When DeLillo was eventually escorted into the room, despite knowing his photos by heart, I didn’t recognize him. He was much smaller than I’d anticipated, which of course struck me as another cause for DeLillo-esque embarrassment.  Why should I care about an author’s physical presence?  Why should we expect writers, of all people, to be larger than life?  Of course, stature is equally unexpected: in person, Jonathan Franzen’s and Octavia Butler’s imposing heights had surprised me as well.  And Michael Chabon was exactly as tall as I expected, whatever that means.  I was awash in sheepishness.

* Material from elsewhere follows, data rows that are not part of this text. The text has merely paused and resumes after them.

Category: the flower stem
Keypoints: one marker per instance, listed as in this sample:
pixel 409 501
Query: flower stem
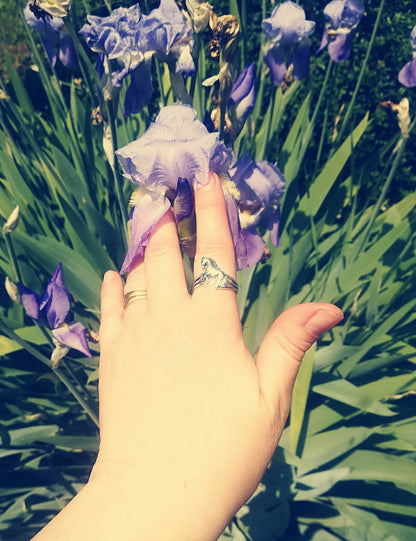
pixel 58 371
pixel 12 257
pixel 360 77
pixel 160 82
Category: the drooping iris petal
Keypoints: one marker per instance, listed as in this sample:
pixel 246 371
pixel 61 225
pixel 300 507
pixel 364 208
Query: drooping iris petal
pixel 254 245
pixel 261 187
pixel 243 94
pixel 343 16
pixel 73 336
pixel 176 145
pixel 184 201
pixel 166 30
pixel 140 90
pixel 147 212
pixel 50 43
pixel 243 85
pixel 55 38
pixel 30 301
pixel 67 53
pixel 55 303
pixel 185 63
pixel 240 247
pixel 287 23
pixel 301 60
pixel 53 310
pixel 407 75
pixel 115 35
pixel 288 32
pixel 168 162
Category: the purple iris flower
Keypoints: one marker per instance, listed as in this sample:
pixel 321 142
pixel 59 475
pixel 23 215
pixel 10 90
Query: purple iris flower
pixel 168 163
pixel 52 309
pixel 55 38
pixel 243 95
pixel 288 32
pixel 343 17
pixel 168 33
pixel 407 75
pixel 117 36
pixel 261 186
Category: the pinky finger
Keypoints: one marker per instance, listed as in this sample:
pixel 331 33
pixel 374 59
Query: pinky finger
pixel 112 298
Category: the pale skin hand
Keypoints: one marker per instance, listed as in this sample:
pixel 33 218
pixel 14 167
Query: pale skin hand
pixel 188 421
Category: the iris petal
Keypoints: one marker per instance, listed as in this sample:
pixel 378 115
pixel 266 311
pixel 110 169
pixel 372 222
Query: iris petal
pixel 67 53
pixel 147 212
pixel 184 201
pixel 55 303
pixel 407 75
pixel 73 336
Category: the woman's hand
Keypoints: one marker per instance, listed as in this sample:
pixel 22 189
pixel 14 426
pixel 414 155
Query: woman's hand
pixel 188 421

Yet when my turn came and I presented my first-edition hardcover of White Noise, I also gave Mr. DeLillo (a name I’ve now written hundreds of times in academic criticism, syllabuses, and comments to students, but never before with an honorific) a copy of my book, Don DeLillo: Balance at the Edge of Belief.  As I did, I ad libbed, despite the hour to plan, “I’ve spent the last decade thinking about your work.”  Which wasn’t really true: I’d spent the last thirteen years, but “decade” sounded cleaner, and rounding down made me seem less like a Scott Martineau-style stalker or JAK Gladney-esque fraud.  After giving me a humble look of surprise and gratitude, he returned White Noise and graciously took my book.  But as I walked away he called back: “Jesse!”  No amount of Barthes or Foucault, reception theory or reader response, could have prepared me for the visceral fanboy jolt of hearing DeLillo call my name, or what came next: he asked me to sign my book for him.  (And so: “I never imagined I’d sign a book for you.”)  Then he amended his own signature in White Noise, no longer just “To Jesse, A reader, Don DeLillo,” but now, to “A reader and writer.”
Instead of being a scholar, or even an admirer, I got to be the boy in the Mean Joe Greene Coke commercial: “Hey, kid. Catch!”  Despite, then, the hours reading the novels, and years writing the scholarship, the dozens of classes I’ve devoted to helping students ponder DeLillo’s work, it’s impossible to discount the palpable presence of the author himself, however much I—or Don DeLillo—would like.  DeLillo’s own responses in the subsequent Q&A only deepened this contradiction.  Asked about his much-touted reclusiveness, DeLillo denied shunning the press and public, instead suggesting, of his pre-Names career, “No one wanted to talk to me, and I didn’t want to talk to anyone, and everyone was happy.”  Yet he didn’t seem unhappy on the day of the award, only cautious and contemplative, a man who wants his words to embody him rather than allow him to embody the words.  And while many of his other responses to the questions would be familiar to anyone who has followed DeLillo over the years (cheat sheet: “the way the words look on the page,” “typewriter,” “Kennedy,” “Greece,” “Joyce,” and “Godard”), I certainly enjoyed meeting the man and, his response to the contrary, hearing the words outside of the page.
According to interviewer Tom LeClair, Don DeLillo has an engraved card that says “I don’t want to talk about it.”  But that doesn’t mean that we don’t—or shouldn’t—want to listen.